I have concat multiple data sources and each data source has it's own unique columns based on the data source. I want to merge rows who match on a list of columns and keep all unique data sources in the same row.
Example:
df1 = pd.DataFrame({'SharedData': ['A', 'B', 'C', 'D', 'E'],
'df1Data': ['1', '2', '3', '4', '5']})
df2 = pd.DataFrame({'SharedData': ['D', 'E', 'F', 'G', 'H'],
'df2Data': ['4', '5', '6', '7', '8']})
newdf = pd.concat([df1,df2], axis=0, ignore_index=True)

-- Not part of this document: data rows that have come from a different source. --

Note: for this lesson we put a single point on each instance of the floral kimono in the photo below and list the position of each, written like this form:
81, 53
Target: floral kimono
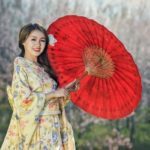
36, 123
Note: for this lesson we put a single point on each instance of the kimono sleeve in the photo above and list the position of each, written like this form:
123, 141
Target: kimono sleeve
27, 104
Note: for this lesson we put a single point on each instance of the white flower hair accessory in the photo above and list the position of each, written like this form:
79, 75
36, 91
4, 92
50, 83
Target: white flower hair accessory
52, 39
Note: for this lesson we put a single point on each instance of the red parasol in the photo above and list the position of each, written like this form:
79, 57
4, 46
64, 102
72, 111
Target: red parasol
110, 84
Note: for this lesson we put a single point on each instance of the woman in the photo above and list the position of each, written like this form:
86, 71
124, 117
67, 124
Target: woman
38, 121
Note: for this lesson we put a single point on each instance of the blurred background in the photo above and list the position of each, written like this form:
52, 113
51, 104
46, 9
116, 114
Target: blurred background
129, 20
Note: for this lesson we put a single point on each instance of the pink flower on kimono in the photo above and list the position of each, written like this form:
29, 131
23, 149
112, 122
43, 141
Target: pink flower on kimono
26, 102
23, 123
41, 120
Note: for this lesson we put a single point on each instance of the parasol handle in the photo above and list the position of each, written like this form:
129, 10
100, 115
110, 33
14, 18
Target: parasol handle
71, 87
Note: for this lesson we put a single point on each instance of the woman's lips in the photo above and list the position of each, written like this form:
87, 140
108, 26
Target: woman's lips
36, 49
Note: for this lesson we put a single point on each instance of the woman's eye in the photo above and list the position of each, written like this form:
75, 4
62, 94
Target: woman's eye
43, 41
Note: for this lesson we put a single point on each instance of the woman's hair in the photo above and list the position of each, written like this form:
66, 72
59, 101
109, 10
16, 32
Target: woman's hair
42, 59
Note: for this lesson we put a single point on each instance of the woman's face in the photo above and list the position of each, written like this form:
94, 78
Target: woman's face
35, 43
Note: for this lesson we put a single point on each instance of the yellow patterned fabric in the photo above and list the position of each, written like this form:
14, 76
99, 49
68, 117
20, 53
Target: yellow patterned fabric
36, 124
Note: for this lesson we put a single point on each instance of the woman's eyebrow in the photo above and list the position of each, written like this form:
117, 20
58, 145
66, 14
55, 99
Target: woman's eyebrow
36, 37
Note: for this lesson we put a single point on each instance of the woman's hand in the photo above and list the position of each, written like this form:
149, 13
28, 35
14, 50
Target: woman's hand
60, 92
73, 86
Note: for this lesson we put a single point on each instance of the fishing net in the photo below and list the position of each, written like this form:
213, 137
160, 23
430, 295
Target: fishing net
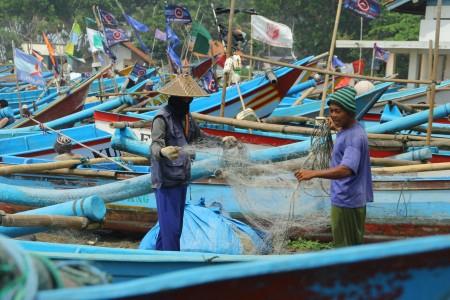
270, 198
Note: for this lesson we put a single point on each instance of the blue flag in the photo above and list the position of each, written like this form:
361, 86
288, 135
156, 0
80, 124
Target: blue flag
369, 9
115, 36
137, 72
108, 18
28, 68
337, 63
177, 14
209, 83
381, 54
172, 38
138, 26
174, 59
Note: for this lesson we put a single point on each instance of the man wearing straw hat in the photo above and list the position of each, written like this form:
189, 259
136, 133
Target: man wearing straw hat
172, 130
351, 178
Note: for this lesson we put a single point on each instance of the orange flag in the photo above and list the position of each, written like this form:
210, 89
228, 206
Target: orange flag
51, 53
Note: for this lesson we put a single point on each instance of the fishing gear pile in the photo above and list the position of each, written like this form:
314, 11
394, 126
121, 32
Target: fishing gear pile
271, 199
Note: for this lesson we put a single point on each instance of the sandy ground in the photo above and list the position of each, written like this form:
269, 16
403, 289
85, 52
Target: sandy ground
95, 238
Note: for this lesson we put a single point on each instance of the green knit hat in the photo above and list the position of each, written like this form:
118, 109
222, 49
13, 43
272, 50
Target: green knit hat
345, 98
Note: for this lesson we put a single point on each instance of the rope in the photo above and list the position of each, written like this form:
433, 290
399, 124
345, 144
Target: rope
44, 128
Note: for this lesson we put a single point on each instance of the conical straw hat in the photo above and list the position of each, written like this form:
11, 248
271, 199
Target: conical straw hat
183, 86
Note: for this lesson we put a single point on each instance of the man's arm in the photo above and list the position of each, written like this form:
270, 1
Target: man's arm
338, 172
158, 137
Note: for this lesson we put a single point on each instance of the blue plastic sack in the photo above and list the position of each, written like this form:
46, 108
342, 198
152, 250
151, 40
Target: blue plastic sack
208, 230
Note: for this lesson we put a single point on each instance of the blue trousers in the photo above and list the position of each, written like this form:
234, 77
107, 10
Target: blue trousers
170, 202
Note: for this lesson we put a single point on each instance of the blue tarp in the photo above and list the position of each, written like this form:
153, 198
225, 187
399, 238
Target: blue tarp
208, 230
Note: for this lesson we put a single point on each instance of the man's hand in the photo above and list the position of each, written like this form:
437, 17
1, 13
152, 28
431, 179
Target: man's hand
229, 142
171, 152
332, 125
304, 175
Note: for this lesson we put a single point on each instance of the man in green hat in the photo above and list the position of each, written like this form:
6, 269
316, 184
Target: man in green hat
351, 178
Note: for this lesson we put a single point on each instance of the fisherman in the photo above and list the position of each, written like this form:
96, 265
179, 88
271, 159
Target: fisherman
63, 146
6, 114
351, 178
173, 129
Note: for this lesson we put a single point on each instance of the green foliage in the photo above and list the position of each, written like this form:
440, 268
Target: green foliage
313, 21
302, 245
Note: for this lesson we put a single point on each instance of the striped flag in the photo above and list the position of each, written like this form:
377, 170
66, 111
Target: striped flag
160, 35
51, 53
369, 9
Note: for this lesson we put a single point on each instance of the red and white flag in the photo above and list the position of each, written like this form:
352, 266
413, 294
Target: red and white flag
270, 32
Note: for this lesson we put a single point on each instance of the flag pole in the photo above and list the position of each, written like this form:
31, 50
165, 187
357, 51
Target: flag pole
94, 58
250, 71
153, 47
373, 61
228, 54
19, 97
330, 57
433, 78
360, 42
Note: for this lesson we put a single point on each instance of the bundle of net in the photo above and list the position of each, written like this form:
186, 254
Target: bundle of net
272, 200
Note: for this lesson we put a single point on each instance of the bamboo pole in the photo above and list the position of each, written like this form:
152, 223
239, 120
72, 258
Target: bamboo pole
306, 130
15, 220
304, 95
432, 87
323, 71
40, 167
330, 57
413, 169
287, 119
82, 172
228, 54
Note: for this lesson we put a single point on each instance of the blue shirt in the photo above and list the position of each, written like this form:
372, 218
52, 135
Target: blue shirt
351, 149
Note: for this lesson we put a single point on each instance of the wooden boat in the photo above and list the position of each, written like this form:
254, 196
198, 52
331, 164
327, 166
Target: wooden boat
404, 206
70, 103
311, 109
413, 96
258, 94
411, 269
254, 137
42, 97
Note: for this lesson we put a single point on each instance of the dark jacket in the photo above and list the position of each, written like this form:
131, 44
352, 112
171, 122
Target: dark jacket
167, 172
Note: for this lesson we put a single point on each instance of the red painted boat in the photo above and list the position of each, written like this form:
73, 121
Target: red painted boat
67, 104
102, 120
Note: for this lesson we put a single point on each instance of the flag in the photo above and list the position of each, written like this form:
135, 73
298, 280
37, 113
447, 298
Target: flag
28, 68
138, 26
270, 32
137, 72
358, 66
108, 18
220, 59
74, 39
337, 63
51, 53
174, 59
380, 53
95, 39
108, 51
177, 14
202, 38
115, 35
37, 55
209, 83
172, 37
369, 9
89, 22
160, 35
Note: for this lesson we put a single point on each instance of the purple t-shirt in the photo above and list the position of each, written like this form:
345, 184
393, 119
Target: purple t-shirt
351, 149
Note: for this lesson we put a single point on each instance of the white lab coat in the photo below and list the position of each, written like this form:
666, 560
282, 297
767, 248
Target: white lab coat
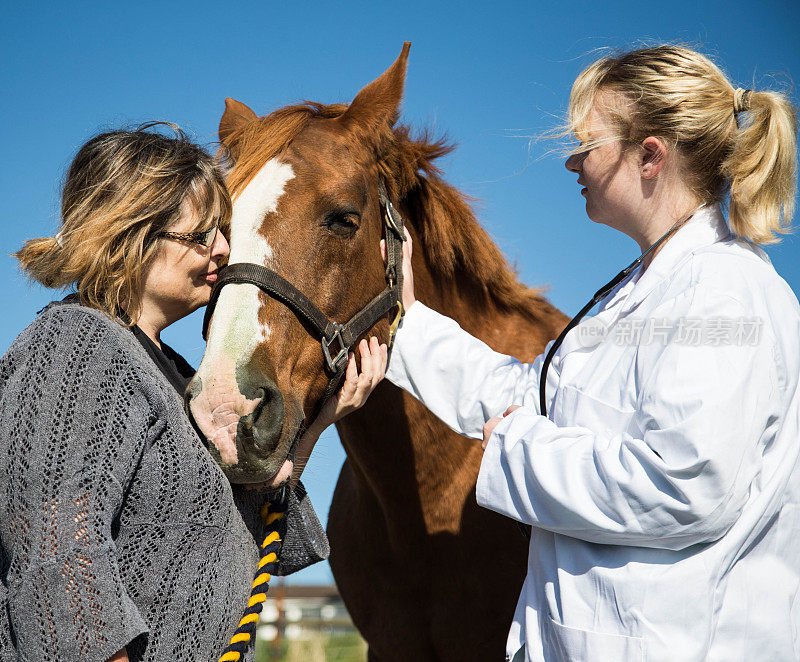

I need the resulting data set to go from before and after below.
Before Data Set:
SharedData | df1Data | df2Data |
---|---|---|
A | 1 | |
B | 2 | |
C | 3 | |
D | 4 | |
E | 5 | |
D | 4 | |
E | 5 | |
F | 6 | |
G | 7 | |
H | 8 |
After Data Set:
SharedData | df1Data | df2Data |
---|---|---|
A | 1 | |
B | 2 | |
C | 3 | |
D | 4 | 4 |
E | 5 | 5 |
F | 6 | |
G | 7 | |
H | 8 |
I need to deduplicate rows where SharedData matches, with a new row that contains all of the df specific data.